Innings One Through Three: The Big Orange Machine
As the summer gets old in most parts of the country, it’s just warming up in San Francisco. Near 90 on the Mission Creek ballpark diamond at 5 p.m. At game time, with the field completely shaded, it’s 75. We could be anywhere back east: New York, Baltimore, even Cincinnati.
Well, maybe not Cincinnati, whose Reds ride into town having won eight of their last nine games. They know it’s not Cincinnati: There’s heat, but none of the oppressive humidity or choking air. They must be happy to be here. Happier than Giants’ fans, whose team comes home having dropped four of six to St. Louis and Philadelphia, teams fighting the Giants for the wild card slot in the playoffs.
The first time the Cincinnati Reds, then the Red Stockings, came to San Francisco to play baseball (1869), they beat the locals 35-4. As fans cross Townsend Street with fingers crossed, they worry: Will history repeat itself?
During batting practice I get the impression that fans fret more than players. Whether it’s the weather, home cooking or San Francisco’s other slump-busting charms, they look relaxed and unfazed by their precarious position in the standings. As Aubrey Huff compares notes with Pat Burrell, even the perpetually dour Juan Uribe gives up a smile.
As if to prove their point, the Giants score five runs in the first inning off Reds starter Edinson Volquez, three before the first out. Andres Torres draws the critical opening walk, raising the curtain for singles by Buster Posey and Pablo Sandoval and doubles by Huff, Burrell and Freddy Sanchez.

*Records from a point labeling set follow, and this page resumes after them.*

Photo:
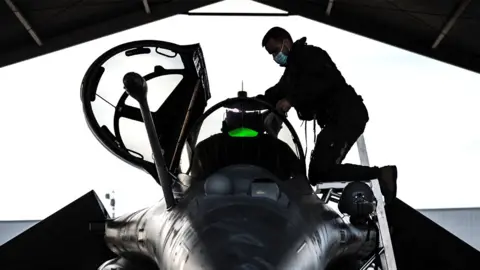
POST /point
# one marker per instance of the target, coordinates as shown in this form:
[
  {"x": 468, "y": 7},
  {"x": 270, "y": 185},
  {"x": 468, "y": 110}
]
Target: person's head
[{"x": 278, "y": 43}]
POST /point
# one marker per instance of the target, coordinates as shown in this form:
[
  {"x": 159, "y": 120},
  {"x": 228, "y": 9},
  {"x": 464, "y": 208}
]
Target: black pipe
[{"x": 136, "y": 87}]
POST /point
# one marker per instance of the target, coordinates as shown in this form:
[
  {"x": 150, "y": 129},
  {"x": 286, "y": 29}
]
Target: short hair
[{"x": 276, "y": 33}]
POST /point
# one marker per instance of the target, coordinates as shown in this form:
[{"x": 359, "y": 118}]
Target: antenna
[
  {"x": 111, "y": 197},
  {"x": 242, "y": 93}
]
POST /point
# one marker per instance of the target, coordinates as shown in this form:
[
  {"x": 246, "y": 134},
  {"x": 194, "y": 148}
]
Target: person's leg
[{"x": 333, "y": 144}]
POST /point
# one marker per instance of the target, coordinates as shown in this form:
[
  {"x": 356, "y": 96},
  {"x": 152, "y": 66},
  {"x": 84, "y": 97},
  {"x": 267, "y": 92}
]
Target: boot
[{"x": 388, "y": 183}]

Matt Cain pitches for the Giants, another Giant ace who has recently lost touch with baseball reality. Five runs? That’s nothing. Remember, these are “your” 2010 San Francisco Giants; no lead is safe. Cain can blow five runs faster than his fastball. Watch his curveball: It hangs high, not breaking; someone’s bound to bash it. Sure enough, in the third, with two outs, Cincy strikes back, scoring two runs on a single, double and triple. Suddenly it’s a three-run game.

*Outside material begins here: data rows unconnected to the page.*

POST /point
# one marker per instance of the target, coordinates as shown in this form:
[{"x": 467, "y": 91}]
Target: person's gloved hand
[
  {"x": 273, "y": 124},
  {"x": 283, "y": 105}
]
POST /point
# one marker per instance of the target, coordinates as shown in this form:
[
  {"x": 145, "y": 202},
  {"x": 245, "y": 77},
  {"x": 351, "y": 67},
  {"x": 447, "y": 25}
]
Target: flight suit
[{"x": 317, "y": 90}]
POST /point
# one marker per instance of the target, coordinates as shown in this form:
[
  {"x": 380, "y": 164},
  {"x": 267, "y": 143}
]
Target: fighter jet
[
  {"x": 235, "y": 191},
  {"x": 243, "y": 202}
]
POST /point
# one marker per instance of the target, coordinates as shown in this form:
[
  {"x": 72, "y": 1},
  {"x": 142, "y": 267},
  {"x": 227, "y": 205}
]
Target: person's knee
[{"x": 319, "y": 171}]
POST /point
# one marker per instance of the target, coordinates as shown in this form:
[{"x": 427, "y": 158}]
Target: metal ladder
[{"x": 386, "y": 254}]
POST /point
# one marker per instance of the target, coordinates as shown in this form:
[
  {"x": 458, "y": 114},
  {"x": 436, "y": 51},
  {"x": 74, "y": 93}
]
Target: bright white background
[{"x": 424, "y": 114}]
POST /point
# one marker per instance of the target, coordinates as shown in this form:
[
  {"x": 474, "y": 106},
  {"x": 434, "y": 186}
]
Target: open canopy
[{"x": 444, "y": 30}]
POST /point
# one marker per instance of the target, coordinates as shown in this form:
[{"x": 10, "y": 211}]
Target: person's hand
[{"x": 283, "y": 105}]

The Reds are pumped, but the Giants immediately release air from their balloon when Andres Torres lashes a two-run homer deep into straightaway center. The Giants again lead by five.
Innings Four Through Six: Moon Over Mission Creek
The 1869 game was played in Recreation Grounds, up Mission Creek from the bay near Folsom and 25th streets in the Mission. The Red Stockings, baseball’s first openly professional team, would win 57 of 58 games that year (tying the 58th) while barnstorming the country from Boston to San Francisco. Some (mostly from Cincinnati) say the Red Stockings that year had the greatest season in baseball history.
Matt Cain, a pitching prodigy, does not play amateur historian. Torres’ home run not only restores his five-run lead, but also his concentration and accuracy. An almost-full moon rises over right field as Cain throws mostly fastballs around 92 mph, mixing in changeups, sliders and occasional curveballs that actually show signs of curving.
Cincinnati loses hitter Jim Edmonds when he strains his right oblique swinging the bat. I ask an unemployed drummer next to me in the lower deck, “Do you think five runs is enough for Cain?” “Yes,” he answers nervously, “but not enough for the bullpen.” Two guys in front of us wearing Reds hats agree. Vociferously.
Innings Seven Through Nine: Waiting to Exhale
The good thing about following an inconsistent team is uncertainty, because that offers drama. Not tonight. Matt Cain leaches the drama out of the game, pitching with authority and ease. After the third, the Reds never threaten again. In the eighth, Cain puts down them down in order, firing his fastball at speeds up to 95 mph, while looping his curveball and making his changeup as nasty as a pit bull. Welcome back, Matt.
The local team playing the powerhouse from Cincinnati at Recreation Grounds in 1869 was the Eagle Base Ball Club, California’s first organized team, a team with talent and pride. The Red Stockings were in town for a three-game series and the Eagles were not about to roll over and play dead. Maybe that would have been a good idea, as the Red Stockings won the second game 58-4. Had Bruce Bochy been manager of the Eagles, he certainly would have found positive lessons to take away from that game. As it was, local sportswriters applauded the Eagles for rallying in the seventh and eighth innings to keep the “score down to moderate figures.”
The Giants have no interest in holding down the score. Aubrey Huff leads off the bottom half of the eighth with a booming home run onto the promenade in right. Cody Ross, in his first appearance as a Giant, singles, then comes home after successive doubles by Nate Schierholtz and Pablo Sandoval, who continues his determined comeback. And Freddy Sanchez, four-for-five tonight, may also be emerging from a long, long slump. He grounds out, but knocks in Sandoval. 11-2.
On BART, Zoanne says she hasn’t seen the Giants this hot for a long time. I ask when she finally exhaled tonight, when she felt sure the Giants would win. “Top of the ninth, after two outs.” She’s gone to a lot of games this year.